Artist's Statement for Childhood Past
Alameda on Camera, Déjà vu
How could I bring something fresh to this process?
Last year there was the challenge of something new. This year, I remembered the pressure, the confusion of too many images, the desire to say it all with one image, the need to wrap it up just as the ideas were beginning to percolate. That flurry of energy from the first weekend was followed by the sorting, the abandoned, the final crunch to finish a complicated piece. This year would be different.
It wasn’t.
My area of the map was different, but the challenges were very similar. And this time the project was about synchronicity. I was out early, driving through my streets, trying to beat the rain. Then I saw Jeff Cambra and realized I was on his street and he was in my grid.
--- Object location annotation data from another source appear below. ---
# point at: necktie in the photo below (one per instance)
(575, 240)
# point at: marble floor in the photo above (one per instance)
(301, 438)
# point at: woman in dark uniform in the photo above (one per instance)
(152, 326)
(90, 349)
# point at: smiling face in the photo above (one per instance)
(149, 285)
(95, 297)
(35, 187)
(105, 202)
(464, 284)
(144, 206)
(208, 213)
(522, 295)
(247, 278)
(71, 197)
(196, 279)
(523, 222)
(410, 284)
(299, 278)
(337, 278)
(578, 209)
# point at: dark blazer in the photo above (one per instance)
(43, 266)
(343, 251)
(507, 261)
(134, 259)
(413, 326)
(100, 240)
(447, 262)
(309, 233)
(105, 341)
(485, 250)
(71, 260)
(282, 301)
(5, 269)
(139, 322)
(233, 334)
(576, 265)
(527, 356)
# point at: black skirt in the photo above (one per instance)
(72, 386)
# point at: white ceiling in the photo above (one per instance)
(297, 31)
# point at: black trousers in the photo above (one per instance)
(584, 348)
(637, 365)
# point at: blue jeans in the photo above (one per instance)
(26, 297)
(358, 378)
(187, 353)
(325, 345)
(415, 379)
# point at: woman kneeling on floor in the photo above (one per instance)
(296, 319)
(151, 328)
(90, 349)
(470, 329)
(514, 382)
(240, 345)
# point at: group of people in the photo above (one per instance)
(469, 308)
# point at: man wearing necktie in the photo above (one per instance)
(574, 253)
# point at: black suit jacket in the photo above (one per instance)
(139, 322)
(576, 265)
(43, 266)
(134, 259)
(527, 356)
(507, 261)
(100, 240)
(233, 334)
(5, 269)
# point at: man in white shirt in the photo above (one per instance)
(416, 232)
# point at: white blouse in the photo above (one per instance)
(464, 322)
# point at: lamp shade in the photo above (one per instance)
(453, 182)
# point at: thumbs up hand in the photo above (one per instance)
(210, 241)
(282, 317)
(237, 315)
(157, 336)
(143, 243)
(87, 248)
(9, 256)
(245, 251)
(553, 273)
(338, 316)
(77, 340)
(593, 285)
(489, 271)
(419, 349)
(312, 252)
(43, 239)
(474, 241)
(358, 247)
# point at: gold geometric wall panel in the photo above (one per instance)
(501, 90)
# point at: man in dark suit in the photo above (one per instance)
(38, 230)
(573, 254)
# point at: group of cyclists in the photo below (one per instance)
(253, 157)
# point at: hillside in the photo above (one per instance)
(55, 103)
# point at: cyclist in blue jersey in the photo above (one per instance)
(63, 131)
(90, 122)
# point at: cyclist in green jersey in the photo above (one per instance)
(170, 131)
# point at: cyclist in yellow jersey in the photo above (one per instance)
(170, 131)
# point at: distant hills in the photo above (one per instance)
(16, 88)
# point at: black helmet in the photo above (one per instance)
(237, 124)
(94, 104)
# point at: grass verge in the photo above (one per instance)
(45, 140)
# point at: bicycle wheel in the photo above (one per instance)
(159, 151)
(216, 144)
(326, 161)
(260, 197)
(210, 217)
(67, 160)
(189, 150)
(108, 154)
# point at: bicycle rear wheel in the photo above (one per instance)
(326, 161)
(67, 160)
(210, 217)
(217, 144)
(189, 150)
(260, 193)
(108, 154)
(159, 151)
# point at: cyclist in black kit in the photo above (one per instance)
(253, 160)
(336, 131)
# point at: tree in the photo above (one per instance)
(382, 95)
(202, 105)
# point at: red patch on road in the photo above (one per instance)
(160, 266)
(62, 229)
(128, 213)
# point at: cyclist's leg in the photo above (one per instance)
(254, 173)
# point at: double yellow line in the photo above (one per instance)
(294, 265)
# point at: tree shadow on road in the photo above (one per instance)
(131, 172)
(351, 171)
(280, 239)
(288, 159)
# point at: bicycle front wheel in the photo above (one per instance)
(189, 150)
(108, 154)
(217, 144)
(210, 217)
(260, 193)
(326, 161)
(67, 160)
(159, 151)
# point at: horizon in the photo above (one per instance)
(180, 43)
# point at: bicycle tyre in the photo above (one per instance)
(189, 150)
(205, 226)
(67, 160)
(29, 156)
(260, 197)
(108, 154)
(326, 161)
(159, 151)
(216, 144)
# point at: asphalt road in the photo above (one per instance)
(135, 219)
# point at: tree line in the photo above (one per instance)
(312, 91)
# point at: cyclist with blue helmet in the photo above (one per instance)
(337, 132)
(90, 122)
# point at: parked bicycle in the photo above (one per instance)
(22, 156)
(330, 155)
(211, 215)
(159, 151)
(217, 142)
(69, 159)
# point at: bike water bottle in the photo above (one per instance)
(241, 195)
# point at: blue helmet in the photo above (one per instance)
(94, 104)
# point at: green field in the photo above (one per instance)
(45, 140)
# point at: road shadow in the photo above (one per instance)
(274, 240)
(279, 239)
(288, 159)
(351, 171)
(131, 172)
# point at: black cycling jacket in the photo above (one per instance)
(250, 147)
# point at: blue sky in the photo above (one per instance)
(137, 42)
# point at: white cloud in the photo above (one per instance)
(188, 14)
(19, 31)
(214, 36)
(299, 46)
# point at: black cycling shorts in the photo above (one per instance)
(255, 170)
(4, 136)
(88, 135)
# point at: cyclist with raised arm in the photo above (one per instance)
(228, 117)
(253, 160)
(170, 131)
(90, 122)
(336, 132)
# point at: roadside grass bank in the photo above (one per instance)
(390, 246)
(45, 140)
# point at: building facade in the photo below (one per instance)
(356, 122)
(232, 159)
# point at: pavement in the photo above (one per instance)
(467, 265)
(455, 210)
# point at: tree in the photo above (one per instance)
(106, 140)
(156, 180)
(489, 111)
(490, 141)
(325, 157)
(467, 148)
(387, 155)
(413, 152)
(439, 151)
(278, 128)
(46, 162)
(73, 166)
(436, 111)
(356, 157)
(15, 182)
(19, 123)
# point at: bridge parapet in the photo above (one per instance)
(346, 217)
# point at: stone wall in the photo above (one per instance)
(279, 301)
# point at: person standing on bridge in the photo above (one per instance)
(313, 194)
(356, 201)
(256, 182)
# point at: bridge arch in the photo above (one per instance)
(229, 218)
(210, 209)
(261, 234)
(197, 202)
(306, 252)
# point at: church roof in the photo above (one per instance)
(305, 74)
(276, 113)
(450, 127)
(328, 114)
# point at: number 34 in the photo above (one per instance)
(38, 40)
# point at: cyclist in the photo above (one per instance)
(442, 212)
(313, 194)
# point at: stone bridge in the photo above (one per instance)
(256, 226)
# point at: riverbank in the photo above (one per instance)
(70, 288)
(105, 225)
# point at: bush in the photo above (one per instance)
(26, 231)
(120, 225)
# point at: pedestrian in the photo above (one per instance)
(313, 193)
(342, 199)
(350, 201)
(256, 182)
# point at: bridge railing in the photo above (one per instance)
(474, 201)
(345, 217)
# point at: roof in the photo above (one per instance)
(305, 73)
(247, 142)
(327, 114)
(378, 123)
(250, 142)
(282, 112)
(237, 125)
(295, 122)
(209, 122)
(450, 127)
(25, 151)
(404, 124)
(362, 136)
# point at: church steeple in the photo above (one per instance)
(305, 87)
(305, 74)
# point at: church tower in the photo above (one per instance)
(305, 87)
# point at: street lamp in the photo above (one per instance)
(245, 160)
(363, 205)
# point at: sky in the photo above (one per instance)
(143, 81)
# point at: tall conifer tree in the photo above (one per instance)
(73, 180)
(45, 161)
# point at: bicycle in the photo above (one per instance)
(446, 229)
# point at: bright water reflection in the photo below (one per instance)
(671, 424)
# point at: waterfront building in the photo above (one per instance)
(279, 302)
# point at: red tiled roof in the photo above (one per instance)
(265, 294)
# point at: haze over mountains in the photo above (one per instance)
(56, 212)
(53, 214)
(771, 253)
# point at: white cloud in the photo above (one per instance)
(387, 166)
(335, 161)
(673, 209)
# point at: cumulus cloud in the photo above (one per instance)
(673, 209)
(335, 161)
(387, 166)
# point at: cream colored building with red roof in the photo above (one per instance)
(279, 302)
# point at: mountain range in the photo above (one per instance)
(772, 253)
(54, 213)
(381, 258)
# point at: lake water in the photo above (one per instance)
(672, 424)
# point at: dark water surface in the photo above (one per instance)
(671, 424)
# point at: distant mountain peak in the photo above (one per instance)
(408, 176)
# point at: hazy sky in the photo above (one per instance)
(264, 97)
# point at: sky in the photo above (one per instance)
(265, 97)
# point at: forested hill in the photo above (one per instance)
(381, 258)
He very graciously consented to my desire to wander through his Victorian on a rainy afternoon and gather images and backgrounds for a collage idea that I’d been playing with for some time. Fortuitously, the Meyer House was also open for that day only in February of and I was allowed to take a few photographs of a fully restored Victorian to contrast with Jeff’s work in progress. The end result is an assemblage of photographs from that afternoon combined with pieces from my collection of tintypes, cabinet cards, and ambrotypes. Childhood Past explores the magical often confusing world of childhood in story, memory, and imagination.